A goodly pile of brush was soon piled against the rough door and ignited by means of taking an ember from the fire and blowing on it till it burst into flame. Up roared the flames, the timber fire crackling against the stone roof and filling the hut with a choking smoke. Luckily, most of this escaped by the window, or they might have run a good chance of being suffocated.

"Say, it'll take a year to burn through the door at this rate," choked out Jack, after fifteen minutes or so of this.

"It would if we were going to burn through it, but we ain't," chuckled Pete. "Let the fire burn down now – or, better still, there's some water in that jar; just throw it over the blaze."

This being done, the fire soon died out, and then Pete, wresting one of the heavy loose stones from the hearth, battered with all his might against the charred wood. It took a long time, but at last a chink of daylight appeared.

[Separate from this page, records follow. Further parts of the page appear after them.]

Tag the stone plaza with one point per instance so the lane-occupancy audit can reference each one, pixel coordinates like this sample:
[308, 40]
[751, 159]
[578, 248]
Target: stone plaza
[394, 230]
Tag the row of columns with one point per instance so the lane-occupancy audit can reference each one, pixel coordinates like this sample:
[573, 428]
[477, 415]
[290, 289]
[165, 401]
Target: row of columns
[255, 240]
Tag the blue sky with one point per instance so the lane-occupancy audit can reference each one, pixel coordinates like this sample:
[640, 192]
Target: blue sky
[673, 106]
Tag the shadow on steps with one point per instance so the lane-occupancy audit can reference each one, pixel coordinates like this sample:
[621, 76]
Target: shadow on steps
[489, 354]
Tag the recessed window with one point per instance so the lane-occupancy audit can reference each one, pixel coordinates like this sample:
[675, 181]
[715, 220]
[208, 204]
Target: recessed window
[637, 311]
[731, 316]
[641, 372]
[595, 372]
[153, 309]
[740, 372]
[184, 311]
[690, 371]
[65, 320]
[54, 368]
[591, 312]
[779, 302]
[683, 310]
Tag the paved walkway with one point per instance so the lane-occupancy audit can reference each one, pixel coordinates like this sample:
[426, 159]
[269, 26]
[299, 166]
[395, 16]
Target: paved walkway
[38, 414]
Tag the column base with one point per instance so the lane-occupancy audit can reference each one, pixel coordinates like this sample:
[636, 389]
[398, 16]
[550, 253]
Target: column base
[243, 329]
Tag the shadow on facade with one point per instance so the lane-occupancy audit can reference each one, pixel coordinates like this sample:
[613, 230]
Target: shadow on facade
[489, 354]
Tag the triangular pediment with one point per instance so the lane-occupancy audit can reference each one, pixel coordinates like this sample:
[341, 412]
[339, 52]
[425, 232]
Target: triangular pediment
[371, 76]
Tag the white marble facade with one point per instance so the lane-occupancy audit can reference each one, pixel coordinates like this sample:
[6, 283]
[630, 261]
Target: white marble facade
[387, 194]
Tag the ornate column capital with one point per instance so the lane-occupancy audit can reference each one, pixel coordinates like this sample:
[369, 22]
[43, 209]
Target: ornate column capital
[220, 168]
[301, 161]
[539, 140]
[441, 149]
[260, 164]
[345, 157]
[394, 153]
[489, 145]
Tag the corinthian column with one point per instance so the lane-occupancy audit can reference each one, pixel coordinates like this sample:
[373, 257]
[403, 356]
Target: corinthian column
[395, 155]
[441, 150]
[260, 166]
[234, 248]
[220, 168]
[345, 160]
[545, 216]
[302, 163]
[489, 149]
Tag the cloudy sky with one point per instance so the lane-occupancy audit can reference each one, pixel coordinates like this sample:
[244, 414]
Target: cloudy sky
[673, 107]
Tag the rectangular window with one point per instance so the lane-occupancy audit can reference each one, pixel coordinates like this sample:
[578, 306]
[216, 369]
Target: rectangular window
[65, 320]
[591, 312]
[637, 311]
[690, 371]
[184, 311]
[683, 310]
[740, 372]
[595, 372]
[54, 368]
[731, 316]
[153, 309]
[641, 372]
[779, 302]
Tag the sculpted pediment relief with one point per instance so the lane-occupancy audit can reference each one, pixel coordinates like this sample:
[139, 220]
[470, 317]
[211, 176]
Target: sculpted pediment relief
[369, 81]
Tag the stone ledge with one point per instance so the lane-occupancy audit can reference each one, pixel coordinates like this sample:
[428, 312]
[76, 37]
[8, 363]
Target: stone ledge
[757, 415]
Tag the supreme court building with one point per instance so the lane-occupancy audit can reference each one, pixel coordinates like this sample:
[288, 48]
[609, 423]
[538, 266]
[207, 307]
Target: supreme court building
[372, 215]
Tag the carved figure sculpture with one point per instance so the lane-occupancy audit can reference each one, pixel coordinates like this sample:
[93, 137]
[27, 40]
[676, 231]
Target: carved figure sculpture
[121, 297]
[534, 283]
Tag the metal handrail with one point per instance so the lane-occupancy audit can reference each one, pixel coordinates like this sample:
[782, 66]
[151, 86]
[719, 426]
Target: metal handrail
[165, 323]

"Hooray!" shouted Jack, as they attacked it with a piece of iron found near the cooking-hearth. Soon quite a hole appeared, and Pete, reaching through, encountered a heavy wooden bar leaned against the door from the outside, placed to hold it firmly closed. It was the work of but a few seconds to dislodge this and emerge into the open air.

Their work, however, had taken so much time that it was dusk when they stepped out of the door. Without a word, Pete, as if he had gone suddenly mad, darted off toward the old hermit's stable. He emerged in a second with an angry cry on his lips.

"Just as I thought," he exclaimed, "they're gone!"